Coder Social home page Coder Social logo

Comments (6)

dttung2905 avatar dttung2905 commented on June 11, 2024

Hi @sameerjoshinice,

Thanks for reporting this to us. An i/o timeout and context deadline exceed often mean network connection error. I have a few questions:

  • Has it setup been working well for you before you encounter this problem? Or this is the first time this scaler has been run, causing the outage?
  • Did you try to debug by setting up a testing pod, making the same sasl + tls connection using Kafka cli instead? If this test does not pass, it means there are errors with the tls cert + sasl
  • How did you manage to find out that KEDA operator is causing CPU spike in AWS MSK brokers ? What was the number of affected brokers out of the AWS MSK fleet ?
  • If you could get more logs for troubleshooting, that would be great

from keda.

sameerjoshinice avatar sameerjoshinice commented on June 11, 2024

Hi @dttung2905 ,
Please see answers inline
Has it setup been working well for you before you encounter this problem? Or this is the first time this scaler has been run, causing the outage?
[SJ]: First time this scaler has been run causing the outage.
Did you try to debug by setting up a testing pod, making the same sasl + tls connection using Kafka cli instead? If this test does not pass, it means there are errors with the tls cert + sasl
[SJ]: There are other clients which are contacting the MSK with same role and are working fine. Those clients are Java based mostly.
How did you manage to find out that KEDA operator is causing CPU spike in AWS MSK brokers ? What was the number of affected brokers out of the AWS MSK fleet ?
[SJ]: There are 3 brokers in shared MSK and all of them got affected. This happened twice and both the time, it was KEDA scaler whose permissions were enabled for access to the MSK and issue started happening.
If you could get more logs for troubleshooting, that would be great.
[SJ]: I will try to get more logs as and when I get something of importance.

from keda.

jared-schmidt-niceincontact avatar jared-schmidt-niceincontact commented on June 11, 2024

We also saw this error from the Keda operator before the timeouts and context deadline started happening:

ERROR scale_handler error getting metric for trigger {"scaledObject.Namespace": "mynamespace", "scaledObject.Name": "myscaler", "trigger": "apacheKafkaScaler", "error": "error listing consumer group offset: %!w()"}

from keda.

jared-schmidt-niceincontact avatar jared-schmidt-niceincontact commented on June 11, 2024

Our suspicion is that the scaler caused a flood of broken connections that didn't close properly and eventually caused all of the groups to rebalance which pegged the CPU. The rebalances can be seen within a few minutes of starting the scalingobject.

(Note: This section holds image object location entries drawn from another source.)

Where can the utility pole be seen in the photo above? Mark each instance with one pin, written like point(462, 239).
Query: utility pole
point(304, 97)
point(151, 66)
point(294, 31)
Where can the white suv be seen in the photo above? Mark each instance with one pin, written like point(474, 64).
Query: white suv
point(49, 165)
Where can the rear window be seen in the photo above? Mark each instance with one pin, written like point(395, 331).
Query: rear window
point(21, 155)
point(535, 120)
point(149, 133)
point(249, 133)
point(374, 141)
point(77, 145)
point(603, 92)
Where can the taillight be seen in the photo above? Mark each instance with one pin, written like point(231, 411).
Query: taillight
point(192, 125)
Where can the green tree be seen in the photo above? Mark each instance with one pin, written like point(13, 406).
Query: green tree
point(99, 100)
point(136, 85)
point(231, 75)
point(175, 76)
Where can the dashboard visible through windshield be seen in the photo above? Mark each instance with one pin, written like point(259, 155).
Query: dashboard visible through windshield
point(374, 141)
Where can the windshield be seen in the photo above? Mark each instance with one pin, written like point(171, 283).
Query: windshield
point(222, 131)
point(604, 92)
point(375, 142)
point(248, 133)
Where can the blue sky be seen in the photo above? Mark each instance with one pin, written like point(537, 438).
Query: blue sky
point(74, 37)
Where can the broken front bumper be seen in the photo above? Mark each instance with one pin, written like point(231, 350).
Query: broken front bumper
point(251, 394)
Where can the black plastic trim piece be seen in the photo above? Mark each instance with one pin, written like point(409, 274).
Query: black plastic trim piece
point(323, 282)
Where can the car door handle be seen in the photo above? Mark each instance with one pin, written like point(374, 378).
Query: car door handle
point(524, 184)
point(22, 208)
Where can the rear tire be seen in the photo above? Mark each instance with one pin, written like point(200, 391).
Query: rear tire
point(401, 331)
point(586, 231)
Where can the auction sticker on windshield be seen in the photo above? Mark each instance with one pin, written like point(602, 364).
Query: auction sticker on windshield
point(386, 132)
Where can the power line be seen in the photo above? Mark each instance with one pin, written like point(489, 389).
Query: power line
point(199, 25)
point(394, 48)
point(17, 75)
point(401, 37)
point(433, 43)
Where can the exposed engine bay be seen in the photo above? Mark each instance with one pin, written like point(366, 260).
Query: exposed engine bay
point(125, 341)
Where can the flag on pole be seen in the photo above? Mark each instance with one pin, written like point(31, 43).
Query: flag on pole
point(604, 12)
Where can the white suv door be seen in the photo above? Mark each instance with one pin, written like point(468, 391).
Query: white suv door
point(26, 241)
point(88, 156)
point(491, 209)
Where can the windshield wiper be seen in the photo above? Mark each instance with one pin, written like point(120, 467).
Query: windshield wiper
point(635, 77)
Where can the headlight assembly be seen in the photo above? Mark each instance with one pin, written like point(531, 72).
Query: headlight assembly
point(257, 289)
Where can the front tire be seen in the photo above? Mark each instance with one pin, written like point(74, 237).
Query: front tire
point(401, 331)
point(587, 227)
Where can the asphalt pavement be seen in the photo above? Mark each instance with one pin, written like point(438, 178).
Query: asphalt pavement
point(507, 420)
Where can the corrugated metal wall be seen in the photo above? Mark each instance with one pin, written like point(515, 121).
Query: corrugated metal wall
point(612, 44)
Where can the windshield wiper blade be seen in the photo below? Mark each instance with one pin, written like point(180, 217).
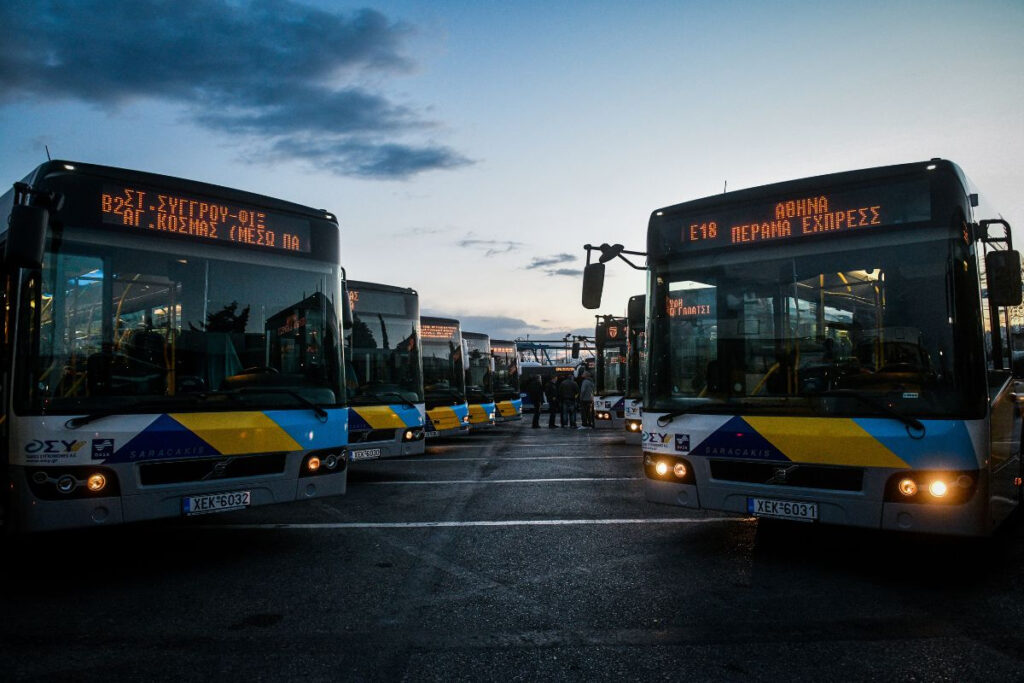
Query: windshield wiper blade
point(880, 406)
point(381, 394)
point(315, 408)
point(135, 409)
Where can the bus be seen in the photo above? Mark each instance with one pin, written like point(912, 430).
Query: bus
point(508, 395)
point(148, 368)
point(386, 413)
point(836, 349)
point(636, 350)
point(609, 394)
point(479, 380)
point(443, 377)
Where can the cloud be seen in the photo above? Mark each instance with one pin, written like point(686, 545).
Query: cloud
point(492, 247)
point(271, 72)
point(544, 263)
point(501, 327)
point(540, 262)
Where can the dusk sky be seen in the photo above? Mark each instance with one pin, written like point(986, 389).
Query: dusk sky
point(471, 148)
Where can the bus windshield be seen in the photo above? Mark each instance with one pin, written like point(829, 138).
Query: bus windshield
point(384, 346)
point(443, 380)
point(833, 333)
point(134, 330)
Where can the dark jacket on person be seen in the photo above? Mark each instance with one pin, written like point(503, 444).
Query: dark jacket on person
point(568, 389)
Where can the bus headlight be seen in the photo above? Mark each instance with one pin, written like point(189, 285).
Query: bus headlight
point(932, 486)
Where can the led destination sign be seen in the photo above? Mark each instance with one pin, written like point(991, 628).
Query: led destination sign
point(202, 220)
point(806, 215)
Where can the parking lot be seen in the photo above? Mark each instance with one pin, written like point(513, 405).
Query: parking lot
point(512, 554)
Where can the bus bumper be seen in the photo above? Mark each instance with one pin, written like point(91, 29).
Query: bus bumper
point(850, 510)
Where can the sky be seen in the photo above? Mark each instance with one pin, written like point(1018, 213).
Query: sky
point(471, 148)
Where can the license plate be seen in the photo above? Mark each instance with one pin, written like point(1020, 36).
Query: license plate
point(365, 454)
point(763, 507)
point(201, 505)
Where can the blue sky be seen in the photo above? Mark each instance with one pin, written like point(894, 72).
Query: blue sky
point(471, 148)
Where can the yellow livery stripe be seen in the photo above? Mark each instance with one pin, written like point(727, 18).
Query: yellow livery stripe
point(238, 433)
point(825, 441)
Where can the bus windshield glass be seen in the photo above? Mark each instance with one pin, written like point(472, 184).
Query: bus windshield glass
point(384, 347)
point(117, 328)
point(847, 332)
point(443, 380)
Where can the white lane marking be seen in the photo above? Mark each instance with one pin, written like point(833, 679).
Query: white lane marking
point(506, 522)
point(388, 483)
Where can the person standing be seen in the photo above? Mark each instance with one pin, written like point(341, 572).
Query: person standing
point(587, 401)
point(551, 392)
point(568, 392)
point(536, 392)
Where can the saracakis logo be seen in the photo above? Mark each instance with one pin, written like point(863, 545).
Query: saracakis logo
point(52, 445)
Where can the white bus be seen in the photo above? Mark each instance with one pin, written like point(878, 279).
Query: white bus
point(150, 368)
point(386, 414)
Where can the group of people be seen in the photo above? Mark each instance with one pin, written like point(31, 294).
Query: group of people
point(564, 396)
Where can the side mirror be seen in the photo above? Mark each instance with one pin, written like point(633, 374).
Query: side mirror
point(27, 237)
point(1004, 274)
point(593, 285)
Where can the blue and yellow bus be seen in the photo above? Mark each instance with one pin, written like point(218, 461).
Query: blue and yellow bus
point(836, 349)
point(508, 396)
point(170, 348)
point(479, 380)
point(609, 394)
point(386, 414)
point(443, 377)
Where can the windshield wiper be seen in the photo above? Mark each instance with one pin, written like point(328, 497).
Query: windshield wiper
point(134, 409)
point(382, 394)
point(237, 394)
point(880, 406)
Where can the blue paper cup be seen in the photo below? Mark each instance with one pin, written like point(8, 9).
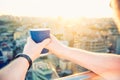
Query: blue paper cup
point(38, 35)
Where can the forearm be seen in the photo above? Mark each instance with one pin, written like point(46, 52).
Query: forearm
point(16, 70)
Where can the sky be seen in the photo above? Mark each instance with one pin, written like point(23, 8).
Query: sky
point(64, 8)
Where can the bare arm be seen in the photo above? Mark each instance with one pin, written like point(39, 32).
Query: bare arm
point(17, 69)
point(105, 65)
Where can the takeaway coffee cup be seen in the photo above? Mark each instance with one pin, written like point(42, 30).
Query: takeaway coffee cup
point(38, 35)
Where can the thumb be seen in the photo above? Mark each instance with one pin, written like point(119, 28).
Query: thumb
point(44, 43)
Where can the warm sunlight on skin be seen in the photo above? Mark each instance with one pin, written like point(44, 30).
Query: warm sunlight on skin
point(64, 8)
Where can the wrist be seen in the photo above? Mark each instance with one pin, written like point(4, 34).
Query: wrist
point(25, 57)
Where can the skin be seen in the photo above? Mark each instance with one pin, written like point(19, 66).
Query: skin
point(17, 69)
point(105, 65)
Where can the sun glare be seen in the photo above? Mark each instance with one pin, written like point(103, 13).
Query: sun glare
point(64, 8)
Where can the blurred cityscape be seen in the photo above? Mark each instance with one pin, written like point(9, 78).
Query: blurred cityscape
point(92, 34)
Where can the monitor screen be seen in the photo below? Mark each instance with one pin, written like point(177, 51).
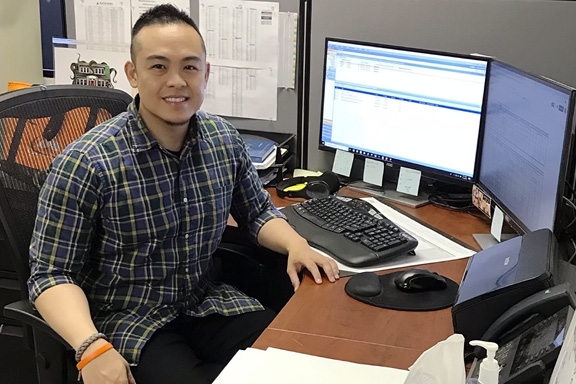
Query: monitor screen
point(415, 108)
point(525, 148)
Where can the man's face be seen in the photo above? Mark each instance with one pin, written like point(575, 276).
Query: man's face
point(170, 72)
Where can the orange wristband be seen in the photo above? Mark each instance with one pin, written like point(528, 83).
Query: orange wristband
point(93, 355)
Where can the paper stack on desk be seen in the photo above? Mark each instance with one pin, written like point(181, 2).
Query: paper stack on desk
point(255, 366)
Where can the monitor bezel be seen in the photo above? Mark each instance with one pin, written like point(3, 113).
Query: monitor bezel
point(433, 174)
point(567, 164)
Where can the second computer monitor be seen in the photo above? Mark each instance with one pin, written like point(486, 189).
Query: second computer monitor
point(526, 143)
point(415, 108)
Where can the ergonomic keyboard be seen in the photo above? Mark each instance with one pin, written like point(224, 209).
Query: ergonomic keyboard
point(349, 229)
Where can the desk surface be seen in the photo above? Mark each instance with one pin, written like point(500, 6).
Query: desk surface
point(322, 320)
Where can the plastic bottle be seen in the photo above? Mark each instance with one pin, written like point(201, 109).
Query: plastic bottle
point(489, 368)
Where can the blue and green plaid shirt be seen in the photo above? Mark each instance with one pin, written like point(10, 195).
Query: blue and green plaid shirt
point(135, 225)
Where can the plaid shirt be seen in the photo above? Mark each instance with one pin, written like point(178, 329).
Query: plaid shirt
point(135, 225)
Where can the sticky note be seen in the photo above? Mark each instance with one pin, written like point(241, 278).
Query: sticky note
point(373, 171)
point(409, 181)
point(343, 163)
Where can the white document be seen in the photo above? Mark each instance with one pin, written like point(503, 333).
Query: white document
point(103, 25)
point(141, 6)
point(242, 48)
point(288, 43)
point(284, 367)
point(565, 368)
point(432, 246)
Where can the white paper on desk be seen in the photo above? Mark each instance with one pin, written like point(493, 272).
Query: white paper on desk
point(285, 367)
point(565, 367)
point(432, 246)
point(242, 367)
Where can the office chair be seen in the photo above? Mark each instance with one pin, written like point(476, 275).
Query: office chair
point(35, 125)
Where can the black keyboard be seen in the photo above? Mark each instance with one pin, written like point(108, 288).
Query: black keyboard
point(350, 230)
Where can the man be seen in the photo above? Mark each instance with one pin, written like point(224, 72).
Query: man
point(131, 214)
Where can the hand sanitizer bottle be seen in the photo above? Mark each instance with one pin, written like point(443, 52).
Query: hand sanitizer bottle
point(489, 368)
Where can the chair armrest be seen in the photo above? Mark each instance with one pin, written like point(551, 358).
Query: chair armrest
point(24, 311)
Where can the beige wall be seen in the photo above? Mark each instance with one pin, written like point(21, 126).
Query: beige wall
point(20, 46)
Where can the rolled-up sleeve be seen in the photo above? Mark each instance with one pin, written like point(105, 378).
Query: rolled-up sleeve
point(63, 228)
point(252, 206)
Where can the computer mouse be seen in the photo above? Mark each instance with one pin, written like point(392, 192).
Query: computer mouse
point(419, 280)
point(365, 284)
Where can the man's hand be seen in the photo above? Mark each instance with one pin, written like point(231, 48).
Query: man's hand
point(305, 257)
point(108, 368)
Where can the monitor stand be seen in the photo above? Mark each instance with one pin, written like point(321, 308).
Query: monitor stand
point(388, 192)
point(486, 240)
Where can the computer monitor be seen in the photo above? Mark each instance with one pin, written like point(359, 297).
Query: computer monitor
point(525, 157)
point(411, 107)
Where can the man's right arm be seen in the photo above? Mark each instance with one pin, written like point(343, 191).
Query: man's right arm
point(65, 308)
point(58, 250)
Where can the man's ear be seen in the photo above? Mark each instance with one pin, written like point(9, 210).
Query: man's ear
point(130, 70)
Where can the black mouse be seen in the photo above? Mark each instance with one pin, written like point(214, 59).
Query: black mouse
point(419, 280)
point(365, 284)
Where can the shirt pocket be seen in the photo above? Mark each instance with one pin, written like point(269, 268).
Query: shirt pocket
point(211, 208)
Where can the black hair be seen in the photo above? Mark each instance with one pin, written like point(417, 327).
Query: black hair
point(162, 14)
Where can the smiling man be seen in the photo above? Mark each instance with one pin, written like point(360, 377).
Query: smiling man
point(132, 213)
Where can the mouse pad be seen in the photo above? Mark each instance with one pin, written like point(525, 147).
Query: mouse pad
point(393, 298)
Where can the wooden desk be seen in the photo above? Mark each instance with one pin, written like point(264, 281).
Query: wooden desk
point(323, 320)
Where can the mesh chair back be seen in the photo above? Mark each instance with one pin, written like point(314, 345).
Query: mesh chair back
point(36, 124)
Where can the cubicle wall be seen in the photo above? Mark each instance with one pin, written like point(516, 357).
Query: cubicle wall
point(534, 35)
point(287, 116)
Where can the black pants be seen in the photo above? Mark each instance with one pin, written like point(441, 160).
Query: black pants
point(193, 350)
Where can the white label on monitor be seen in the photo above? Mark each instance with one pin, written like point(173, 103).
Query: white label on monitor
point(409, 181)
point(373, 171)
point(497, 223)
point(343, 163)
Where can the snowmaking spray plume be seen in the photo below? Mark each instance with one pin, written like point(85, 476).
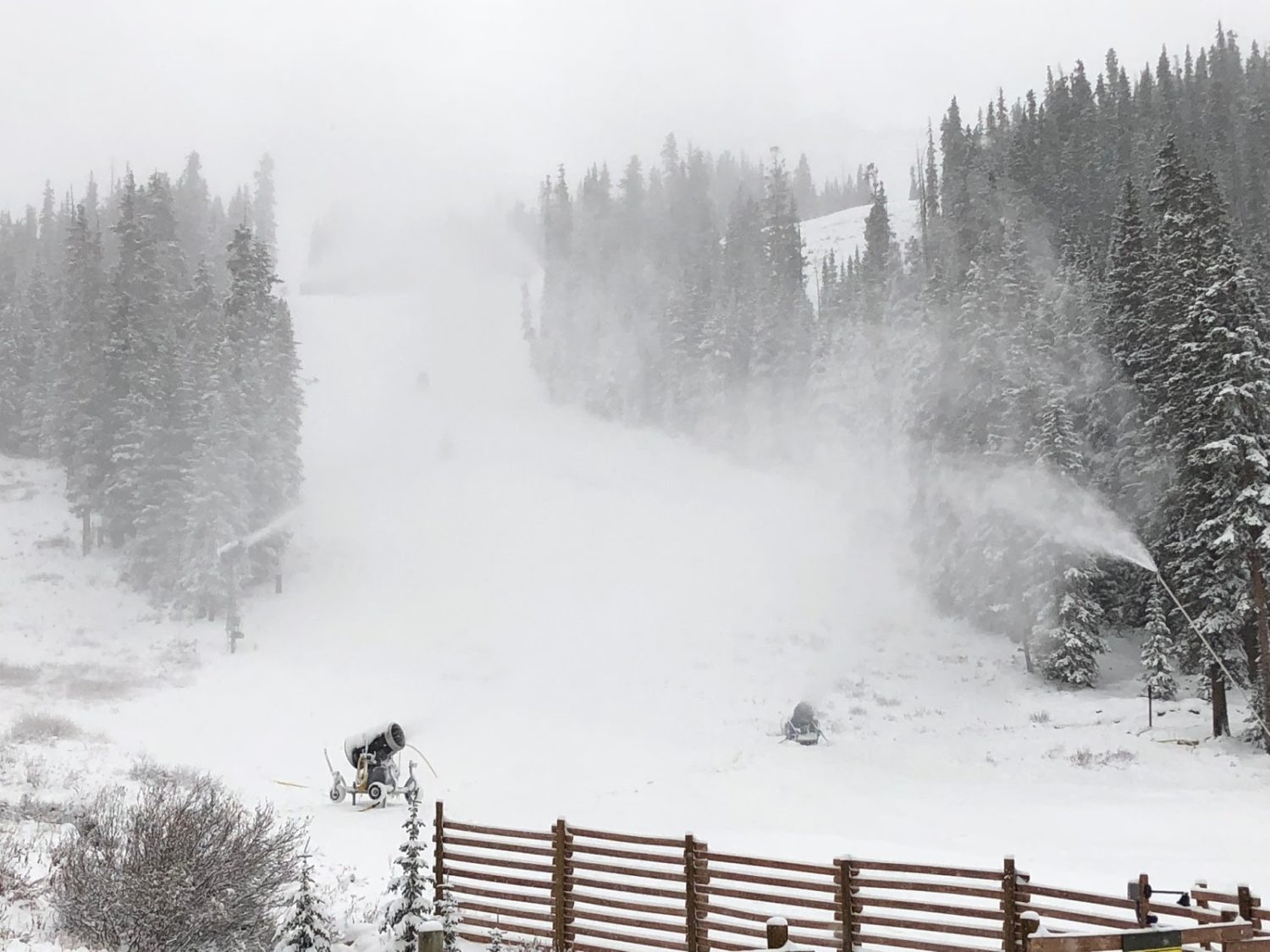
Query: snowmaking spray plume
point(1048, 502)
point(1068, 515)
point(259, 535)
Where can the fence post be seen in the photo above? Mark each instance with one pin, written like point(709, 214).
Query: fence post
point(1245, 896)
point(439, 839)
point(690, 891)
point(777, 933)
point(1028, 926)
point(1203, 904)
point(561, 839)
point(846, 901)
point(1008, 905)
point(1143, 901)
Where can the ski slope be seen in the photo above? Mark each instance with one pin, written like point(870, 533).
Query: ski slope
point(843, 233)
point(576, 619)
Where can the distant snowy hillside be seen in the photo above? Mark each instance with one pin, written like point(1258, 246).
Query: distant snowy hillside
point(842, 233)
point(577, 619)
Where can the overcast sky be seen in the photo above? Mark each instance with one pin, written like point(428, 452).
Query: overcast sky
point(437, 101)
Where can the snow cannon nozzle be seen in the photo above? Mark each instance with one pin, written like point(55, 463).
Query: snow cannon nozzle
point(804, 725)
point(378, 743)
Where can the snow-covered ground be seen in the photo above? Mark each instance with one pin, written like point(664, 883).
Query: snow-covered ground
point(574, 619)
point(842, 233)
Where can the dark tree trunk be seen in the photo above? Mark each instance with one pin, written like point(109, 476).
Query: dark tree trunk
point(1259, 660)
point(1217, 685)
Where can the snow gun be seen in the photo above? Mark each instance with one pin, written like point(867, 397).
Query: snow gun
point(371, 754)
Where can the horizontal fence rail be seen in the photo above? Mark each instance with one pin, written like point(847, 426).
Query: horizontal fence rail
point(588, 890)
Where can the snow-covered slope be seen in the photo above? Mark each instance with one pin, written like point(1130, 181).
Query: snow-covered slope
point(842, 233)
point(574, 619)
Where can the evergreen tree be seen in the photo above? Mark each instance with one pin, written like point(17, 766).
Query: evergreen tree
point(306, 924)
point(263, 203)
point(1157, 650)
point(1068, 625)
point(450, 916)
point(411, 893)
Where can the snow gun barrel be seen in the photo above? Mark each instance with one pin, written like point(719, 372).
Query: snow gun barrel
point(380, 743)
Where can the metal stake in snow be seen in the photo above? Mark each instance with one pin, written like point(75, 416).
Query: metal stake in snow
point(1217, 658)
point(226, 553)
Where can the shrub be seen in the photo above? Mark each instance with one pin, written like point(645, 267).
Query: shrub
point(42, 728)
point(185, 867)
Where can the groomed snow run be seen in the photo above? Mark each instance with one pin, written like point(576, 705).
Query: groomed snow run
point(576, 619)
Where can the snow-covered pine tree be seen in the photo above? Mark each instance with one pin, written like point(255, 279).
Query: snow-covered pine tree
point(1072, 630)
point(263, 203)
point(306, 926)
point(447, 906)
point(1068, 624)
point(1157, 649)
point(411, 893)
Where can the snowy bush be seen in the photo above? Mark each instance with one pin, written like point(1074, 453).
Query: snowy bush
point(150, 773)
point(185, 867)
point(1087, 758)
point(15, 883)
point(447, 906)
point(36, 772)
point(42, 728)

I also have this email which highlights some things AWS was finding at the same time:

Iโ€™ve been talking to our AWS TAM and the AWS folks about this issue. They still believe based on the logs that they have access to (which we donโ€™t) that the problems are related to a new IAM permission that is required when running under the newest Kafka version. They are seeing many authentication issues related to the routing pods. My coworker and I have been playing with permissions to give the application rights requested by AWS. The CPU on the cluster dropped slightly when we did that, however, we are getting the following error still even after applying the update on the routing pods:

Connection to node -2 () terminated during authentication. This may happen due to any of the following reasons: (1) Authentication failed due to invalid credentials with brokers older than 1.0.0, (2) Firewall blocking Kafka TLS traffic (eg it may only allow HTTPS traffic), (3) Transient network issue.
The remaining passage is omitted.